Siya Smiles fundraiser brings pickleball, tennis to Westfield park
Ashima Singla will turn Tamaques Park into a memorial fundraiser for Siya, with pickleball, red-ball tennis and all proceeds aimed at pediatric brain cancer research.

Ashima Singla will turn Tamaques Park into a day of play and remembrance, using pickleball and tennis to raise money for families facing pediatric brain cancer while honoring her daughter, Siya Singla, who died in 2025 at age 13.
The Siya Smiles Foundation fundraiser is set for Sunday, June 7, from 10:00 a.m. to 4:00 p.m. EDT, with a rain date of Sunday, June 14. The event will be held at Tamaques Park in Westfield, a 106-acre municipal park on Lamberts Mill Road with eight tennis courts and three pickleball courts, a setup that fits the mixed-sport format built around the day.
Players will have several ways to take part. The program includes singles and doubles pickleball tournaments, along with red-ball tennis for beginners, giving families and casual players a lower-pressure entry point alongside more competitive brackets. Registration is priced at $25 for singles, $20 for doubles and $15 for red-ball tennis. Music and refreshments will round out the event, making it as much a community gathering as a competition.

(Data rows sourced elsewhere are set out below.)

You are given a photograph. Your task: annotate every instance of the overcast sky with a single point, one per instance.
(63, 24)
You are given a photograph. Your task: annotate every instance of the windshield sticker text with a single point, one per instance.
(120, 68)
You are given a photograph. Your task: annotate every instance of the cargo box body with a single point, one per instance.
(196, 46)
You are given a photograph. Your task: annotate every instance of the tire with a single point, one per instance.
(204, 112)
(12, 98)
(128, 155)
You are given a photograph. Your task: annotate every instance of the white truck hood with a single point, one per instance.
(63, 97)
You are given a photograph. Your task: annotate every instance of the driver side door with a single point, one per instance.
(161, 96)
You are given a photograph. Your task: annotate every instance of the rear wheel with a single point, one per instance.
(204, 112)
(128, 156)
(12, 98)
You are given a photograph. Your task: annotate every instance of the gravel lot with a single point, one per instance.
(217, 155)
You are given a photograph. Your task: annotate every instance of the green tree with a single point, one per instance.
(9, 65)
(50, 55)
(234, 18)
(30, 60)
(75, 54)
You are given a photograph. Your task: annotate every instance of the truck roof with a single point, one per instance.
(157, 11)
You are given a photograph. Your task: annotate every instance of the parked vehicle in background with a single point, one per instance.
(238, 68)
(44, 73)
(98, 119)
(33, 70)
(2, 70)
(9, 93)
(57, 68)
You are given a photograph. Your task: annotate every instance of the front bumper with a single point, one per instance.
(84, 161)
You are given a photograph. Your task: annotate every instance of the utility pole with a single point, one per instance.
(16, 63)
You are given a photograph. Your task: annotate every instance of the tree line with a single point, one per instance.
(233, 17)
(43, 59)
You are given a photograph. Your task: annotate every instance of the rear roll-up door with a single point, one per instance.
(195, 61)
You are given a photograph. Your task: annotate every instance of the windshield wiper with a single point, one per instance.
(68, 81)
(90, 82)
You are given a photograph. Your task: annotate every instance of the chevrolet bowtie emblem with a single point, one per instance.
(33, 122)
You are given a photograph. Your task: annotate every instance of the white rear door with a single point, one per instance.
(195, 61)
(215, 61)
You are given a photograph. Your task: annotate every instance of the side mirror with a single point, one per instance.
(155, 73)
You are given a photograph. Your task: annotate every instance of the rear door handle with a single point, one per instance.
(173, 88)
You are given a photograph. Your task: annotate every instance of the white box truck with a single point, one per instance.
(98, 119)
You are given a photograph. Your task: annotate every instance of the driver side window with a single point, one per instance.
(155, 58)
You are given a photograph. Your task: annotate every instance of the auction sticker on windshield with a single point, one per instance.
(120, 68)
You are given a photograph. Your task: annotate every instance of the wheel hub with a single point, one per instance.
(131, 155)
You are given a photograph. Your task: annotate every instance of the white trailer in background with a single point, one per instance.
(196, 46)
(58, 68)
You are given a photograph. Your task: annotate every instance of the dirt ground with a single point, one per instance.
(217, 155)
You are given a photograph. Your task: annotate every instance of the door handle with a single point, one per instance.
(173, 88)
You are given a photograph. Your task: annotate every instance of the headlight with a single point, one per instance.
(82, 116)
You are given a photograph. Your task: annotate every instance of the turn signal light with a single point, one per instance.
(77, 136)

The fundraiser carries a deeply personal mission. Siya Smiles was created to honor Siya Singla and to raise awareness and funding for DIPG, the rare and aggressive pediatric brain tumor the foundation says has limited treatment options. The foundation says Siya was diagnosed on December 29, 2023, after she complained of double vision and dizziness.

Proceeds from the tournament are slated for Seattle Children’s Hospital, the Run DIPG Foundation in Australia and Imagine, a Center for Coping with Loss in Mountainside, New Jersey. The foundation says 100% of the funds generated from the tournament will go toward DIPG and other pediatric cancer research, tying every match and every registration fee directly to the cause.
For Westfield, the event turns a familiar park into something more intimate: a place where a social sport can carry a family’s grief, a town’s support and a clear fundraising mission in the same afternoon.